В бывшей столовой проживает хромая армянка — ведьма, систематически крадущая у всех провиант и всё время кричащая, что её обкрадывают. В задней комнате, в одно упирающееся в стену соседнего дома окно, грязное, забрызганное, словно заплеванное туберкулезной мокротой, — прозябает какая-то одинокая старуха-немка. В комнате жены веселится восемнадцатилетняя дочь нашей бывшей горничной, узломордая, крепкокостная, напудренная «совбарка», — и среди всего этого мира, в единственной всё ещё чётко прибранной комнате, ютится запуганная, но не сдающаяся представительница «прежней жизни», красивая, строгая, педантичная тетушка, которая «ничего не понимает и ничего не принимает».
Я целыми днями пропадаю в театре. Жена ухаживает за заболевшей немкой. Немка заражает её; она, в свою очередь, заражает свою тётку. Сама больная, она ухаживает за обеими больными; зовет доктора: у обеих испанка, осложнённая воспалением лёгких. Температура 40°, нужна камфара. Камфары нет. Знакомые через Каменева достают её для нас в Кремлёвской аптеке. Но еще нужно тепло, нужны дрова. Дров у нас также нет, как камфары. Мы с женой ночью взламываем чужой сарай и выкрадываем из него дрова, чтобы спасти умирающих.
Наутро я опять в театре, в который все: актеры, режиссеры и рабочие, пришли не только от такой же, но зачастую и худшей жизни, чем моя, — однако в нём всё же звучат прекрасные шекспировские слова, горят бенгальские, актёрские темпераменты, дрожат от холода бритые челюсти, по старым навыкам штампуются романы и невероятно патетически обсуждаются мероприятия против упорного запоздания и без того грошового жалованья.
Выбирается делегация к Луначарскому. В десять часов вечера я вместе с ещё тремя «делегатами» впервые вхожу в большевистский Кремль.
В Боровицких воротах проверка пропусков. Звонок к Луначарскому. Его ответный звонок в комендатуру. За воротами совершенно иной мир.
Яркий электрический свет, чистый девственный снег, здоровые солдатские лица, чётко пригнанные шинели — чистота и благообразие.
Пузатые колонны Потешного дворца. Отлогая, тихая лестница. Старорежимный седой лакей в галунах с очаровательно-подобострастной спиной. Большая передняя. Грандиозная, жарко топящаяся голландская печь. Дальше — зал, устланный ковром, и прекрасные звуки струнного оркестра.
Выясняется, что произошла ошибка. Мы должны были собраться на квартире Луначарского лишь на следующий день к десяти часам утра.

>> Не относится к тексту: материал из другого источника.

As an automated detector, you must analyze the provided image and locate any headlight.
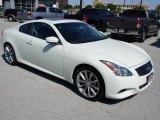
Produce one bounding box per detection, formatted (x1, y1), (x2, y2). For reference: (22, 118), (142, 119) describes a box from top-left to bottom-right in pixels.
(100, 60), (133, 76)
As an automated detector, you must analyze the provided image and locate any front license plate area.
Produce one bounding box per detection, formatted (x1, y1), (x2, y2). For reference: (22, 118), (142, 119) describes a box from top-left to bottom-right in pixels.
(147, 73), (153, 83)
(119, 29), (124, 32)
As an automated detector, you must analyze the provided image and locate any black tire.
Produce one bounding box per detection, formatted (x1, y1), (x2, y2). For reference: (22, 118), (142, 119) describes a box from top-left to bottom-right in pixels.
(18, 19), (24, 23)
(4, 44), (17, 66)
(74, 67), (105, 101)
(139, 29), (147, 42)
(154, 26), (159, 37)
(7, 16), (14, 22)
(111, 33), (118, 39)
(36, 17), (43, 20)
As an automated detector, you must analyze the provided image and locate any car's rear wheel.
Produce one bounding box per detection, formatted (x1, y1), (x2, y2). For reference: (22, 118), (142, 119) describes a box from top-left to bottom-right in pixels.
(4, 44), (17, 65)
(111, 33), (118, 39)
(74, 67), (105, 101)
(8, 16), (14, 22)
(154, 26), (159, 37)
(139, 29), (147, 42)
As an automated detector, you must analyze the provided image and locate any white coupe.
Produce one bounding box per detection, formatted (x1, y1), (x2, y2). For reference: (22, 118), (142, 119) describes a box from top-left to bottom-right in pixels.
(1, 20), (154, 100)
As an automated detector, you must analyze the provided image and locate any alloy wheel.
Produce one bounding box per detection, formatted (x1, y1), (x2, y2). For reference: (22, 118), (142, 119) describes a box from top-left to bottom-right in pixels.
(76, 70), (100, 98)
(4, 45), (16, 65)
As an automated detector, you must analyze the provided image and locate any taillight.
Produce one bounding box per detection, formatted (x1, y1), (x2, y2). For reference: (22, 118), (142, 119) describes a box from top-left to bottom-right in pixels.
(28, 12), (32, 16)
(82, 15), (88, 22)
(136, 18), (142, 27)
(1, 30), (4, 35)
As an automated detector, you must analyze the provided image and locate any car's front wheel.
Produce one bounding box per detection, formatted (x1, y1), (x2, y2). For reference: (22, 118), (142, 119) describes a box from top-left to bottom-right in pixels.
(8, 16), (14, 22)
(4, 44), (17, 65)
(74, 67), (105, 101)
(154, 26), (159, 37)
(139, 29), (147, 42)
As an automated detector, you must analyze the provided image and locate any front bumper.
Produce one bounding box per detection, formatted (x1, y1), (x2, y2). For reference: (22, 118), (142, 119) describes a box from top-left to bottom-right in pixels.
(107, 27), (139, 36)
(101, 61), (154, 99)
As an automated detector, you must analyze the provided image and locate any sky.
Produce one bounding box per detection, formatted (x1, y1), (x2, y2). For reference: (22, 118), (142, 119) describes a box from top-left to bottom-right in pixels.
(68, 0), (160, 9)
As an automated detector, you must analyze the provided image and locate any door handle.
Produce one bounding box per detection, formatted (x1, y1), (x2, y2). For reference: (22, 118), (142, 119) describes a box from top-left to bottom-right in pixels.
(26, 41), (32, 45)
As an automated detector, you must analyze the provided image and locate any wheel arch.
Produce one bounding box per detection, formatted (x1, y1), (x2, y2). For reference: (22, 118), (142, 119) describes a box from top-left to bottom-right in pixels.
(72, 63), (105, 85)
(3, 41), (20, 61)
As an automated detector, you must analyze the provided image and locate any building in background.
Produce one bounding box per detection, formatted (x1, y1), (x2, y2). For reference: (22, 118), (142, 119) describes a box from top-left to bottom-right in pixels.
(1, 0), (68, 11)
(93, 0), (148, 10)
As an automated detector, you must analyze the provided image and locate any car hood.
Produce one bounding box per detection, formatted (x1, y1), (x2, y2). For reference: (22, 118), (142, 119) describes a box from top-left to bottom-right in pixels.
(75, 38), (149, 67)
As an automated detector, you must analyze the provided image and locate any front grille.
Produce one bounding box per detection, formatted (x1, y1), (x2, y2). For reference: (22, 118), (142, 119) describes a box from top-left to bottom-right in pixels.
(136, 61), (153, 76)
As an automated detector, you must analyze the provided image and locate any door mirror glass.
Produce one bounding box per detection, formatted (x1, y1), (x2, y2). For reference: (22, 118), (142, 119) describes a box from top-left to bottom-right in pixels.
(46, 37), (59, 43)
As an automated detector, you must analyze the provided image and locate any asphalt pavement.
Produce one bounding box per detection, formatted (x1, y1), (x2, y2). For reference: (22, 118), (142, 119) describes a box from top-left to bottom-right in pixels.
(0, 19), (160, 120)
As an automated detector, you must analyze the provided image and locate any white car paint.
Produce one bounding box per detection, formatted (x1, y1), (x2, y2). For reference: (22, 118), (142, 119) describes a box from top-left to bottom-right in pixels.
(1, 20), (154, 99)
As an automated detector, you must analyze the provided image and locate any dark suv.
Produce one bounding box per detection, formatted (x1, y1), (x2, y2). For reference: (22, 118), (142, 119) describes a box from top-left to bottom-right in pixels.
(4, 9), (18, 22)
(65, 8), (115, 31)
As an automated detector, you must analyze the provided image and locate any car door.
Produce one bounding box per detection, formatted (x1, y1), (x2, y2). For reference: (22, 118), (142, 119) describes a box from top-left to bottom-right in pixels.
(16, 23), (32, 62)
(148, 11), (157, 33)
(28, 22), (64, 75)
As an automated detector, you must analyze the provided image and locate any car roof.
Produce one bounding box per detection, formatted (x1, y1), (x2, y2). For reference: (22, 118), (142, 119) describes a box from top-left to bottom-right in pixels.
(22, 19), (82, 24)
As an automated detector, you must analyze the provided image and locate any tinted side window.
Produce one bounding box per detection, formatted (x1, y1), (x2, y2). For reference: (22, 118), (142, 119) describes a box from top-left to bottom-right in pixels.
(123, 10), (146, 17)
(36, 7), (46, 12)
(80, 9), (90, 15)
(149, 12), (156, 18)
(49, 8), (62, 13)
(19, 23), (32, 35)
(31, 22), (57, 40)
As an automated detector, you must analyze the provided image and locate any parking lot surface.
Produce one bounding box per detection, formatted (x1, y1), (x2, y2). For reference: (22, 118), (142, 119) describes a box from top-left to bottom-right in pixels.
(0, 19), (160, 120)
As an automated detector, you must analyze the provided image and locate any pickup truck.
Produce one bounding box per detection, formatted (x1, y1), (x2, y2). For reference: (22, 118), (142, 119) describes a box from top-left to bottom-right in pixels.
(64, 8), (114, 31)
(107, 9), (159, 42)
(31, 7), (64, 20)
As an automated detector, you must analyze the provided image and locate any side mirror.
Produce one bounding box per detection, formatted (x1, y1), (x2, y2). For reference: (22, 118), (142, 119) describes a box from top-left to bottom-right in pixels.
(46, 37), (59, 44)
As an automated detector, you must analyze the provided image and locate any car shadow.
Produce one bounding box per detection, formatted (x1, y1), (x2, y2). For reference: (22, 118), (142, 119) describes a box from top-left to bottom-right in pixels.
(2, 54), (133, 105)
(99, 95), (135, 105)
(108, 34), (149, 43)
(150, 37), (160, 48)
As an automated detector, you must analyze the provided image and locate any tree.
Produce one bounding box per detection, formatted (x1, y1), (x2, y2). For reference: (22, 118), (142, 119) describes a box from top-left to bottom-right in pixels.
(156, 4), (160, 14)
(85, 5), (92, 9)
(95, 3), (106, 8)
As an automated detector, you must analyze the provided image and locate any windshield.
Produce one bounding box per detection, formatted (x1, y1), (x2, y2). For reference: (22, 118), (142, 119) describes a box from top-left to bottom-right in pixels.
(55, 22), (106, 44)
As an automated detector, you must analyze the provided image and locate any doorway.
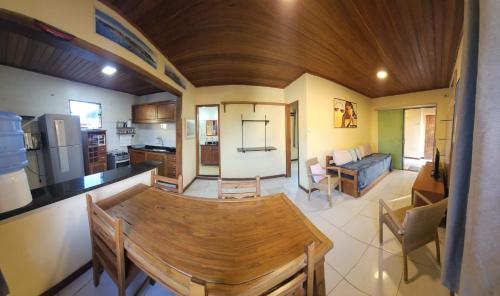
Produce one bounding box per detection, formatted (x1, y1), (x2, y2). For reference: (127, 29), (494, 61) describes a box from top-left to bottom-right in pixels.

Когда я прихожу домой, жена встречает известием, что безродная немка скончалась.
Ближайшие дни проходят в хлопотах о погребении. Оказывается, что быть похороненным в Советской России гораздо труднее, чем быть расстрелянным.
Удостоверение домового комитета, право и очередь на покупку гроба, разрешение на рытье могилы, «преступная» добыча пяти фунтов хлеба на оплату могильщика — всё это требует не только времени, но и какой-то новой, «советской» изворотливости.
Мы хлопочем об умершей с величайшим напряжением, но упорнее нас хлопочут над трупом совершенно ошалевшие от голода крысы. Когда в наших руках оказываются наконец все пропуска и разрешения, у злосчастной немки оказываются сожранными щеки и ступни.
Через несколько дней назначается открытая генеральная репетиция «Меры за меру». Гениальная пьеса идет в общем совсем хорошо. Главные сцены Анжело с Изабеллой звучат сильно и умно; и все же, невероятно чуткая ко всему современному, ибо на половину своего состава молодая, солдатская и пролетарская аудитория наиболее дружно откликается на бессмертные сцены шута с палачом.